I found a dog the next morning in the classifieds of the Tallahassee Democrat. He was the most beautiful little ball of life I'd seen. I named him Honey Island Swamp Monster and often, over the years, when I looked at him, he reminded me of that night at the Bradfordville Blues Club.
'I was making a lot of money," Gary says on the second night of our most recent visit, before the living legend Joey Gilmore takes the stage. "Now I'm not making a tenth of what I was. But I'm happier. Every damn weekend I get to sit here and listen to the best blues music in the world."
It's been a joint effort, this club, like a nonprofit, since Gary bought Dave's assets, changed the name and started running it. Peggy makes the tables. Walter runs the website and records the shows. Rea brings food for the bands.
"It's just a large family," says Gary. "It's disjointed, disjunctive, but it's just people who want to have a good time."
The bonfire is raging outside and a crowd has congregated. The women in the little shack nearby are frying up catfish and mullet in a giant pot over propane. The tables inside are packed.
And I wonder what it is.
"It's like a hole in the wall," says Ernest Henry, 74, who lives on the property and keeps the fire going. "But everybody likes it for some reason."
"This place is incredible," says Vita Bakker, 31, a social services administrator here for her bachelorette party. "Between the fish fry and the dancing and the drinking, there's magic."
"I've been everywhere on earth and there's no place like this," says Mike Jolly, 61, who has been here almost every weekend for 15 straight years. "You'll see every walk of life, every standard of living, but we are all one."
"The a--holes don't know how to find their way out here," Mike says.
That can't be it, I tell him. This is the Age of Nowhere to Hide, I tell him, and everybody has GPS. A--holes found Asheville.
"The music then," he says. "This is the only music that ties us all together. This is American roots. It creates a wonderful spirit. Everybody that comes through those doors, they sense that. I don't know how to explain it better."
Joey Gilmore is lighting it up.
"Listen here," he says. "This here's not a concert. This here's a good time."
The women are dancing, and a mentally disabled man is, too. He's making erratic motions, but they somehow seem coordinated, like the music is speaking through him.
Gary is on a stool by the stage, nodding his head and occasionally twisting knobs on the sound board.
"When my husband comes here, you see his face light up," Kim says. "I think it keeps him alive."
Out by the fire, a woman has fallen in the weeds. Folks are concerned at first, but they let her lie there for 30 minutes or so. When she recovers, she says she's ready to go home and her friends help her to a pickup.
Joey Gilmore is done. The crowd has cleared. It's early morning now.

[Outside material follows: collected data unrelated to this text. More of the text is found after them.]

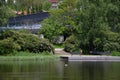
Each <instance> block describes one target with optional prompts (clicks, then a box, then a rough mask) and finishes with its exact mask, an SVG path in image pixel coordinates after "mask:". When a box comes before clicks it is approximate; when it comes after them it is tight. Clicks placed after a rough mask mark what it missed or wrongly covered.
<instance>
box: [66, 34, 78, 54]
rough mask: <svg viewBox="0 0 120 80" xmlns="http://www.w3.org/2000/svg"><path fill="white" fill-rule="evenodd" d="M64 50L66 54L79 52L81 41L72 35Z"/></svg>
mask: <svg viewBox="0 0 120 80" xmlns="http://www.w3.org/2000/svg"><path fill="white" fill-rule="evenodd" d="M64 50H65V51H66V52H74V51H79V40H78V39H77V37H76V36H74V35H72V36H70V37H69V38H67V39H66V40H65V42H64Z"/></svg>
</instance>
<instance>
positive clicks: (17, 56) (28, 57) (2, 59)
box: [0, 52, 59, 61]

"This is the best blues club on the circuit," says Gilmore, who has been touring 50 years, as he zips his guitar case.
"The people," he says.
The man who sat in on drums with Gilmore says the Bradfordville Blues Club has been on his bucket list since he started playing the blues. He heard about it when he was 20 or 21. Held the same place in his mind as Robert Johnson's crossroads.
"This is a life-changing experience for me," he says.
"This place is legendary," he says.
"You haven't played the blues until you've played here," he says.
Gary is smiling nearby.
"We're perpetuating the blues," Gary says.
I walk out into the field, a few hundred yards away from the club. The stars are a million pinpricks of light in a black blanket, and the lights from the club shine through the oak branches and moss. I decide I don't want to tell anybody about this place. We'd spent two nights trying to figure out the draw, but it feels out here like a secret I want to keep. I hope you never find it. I hope you do.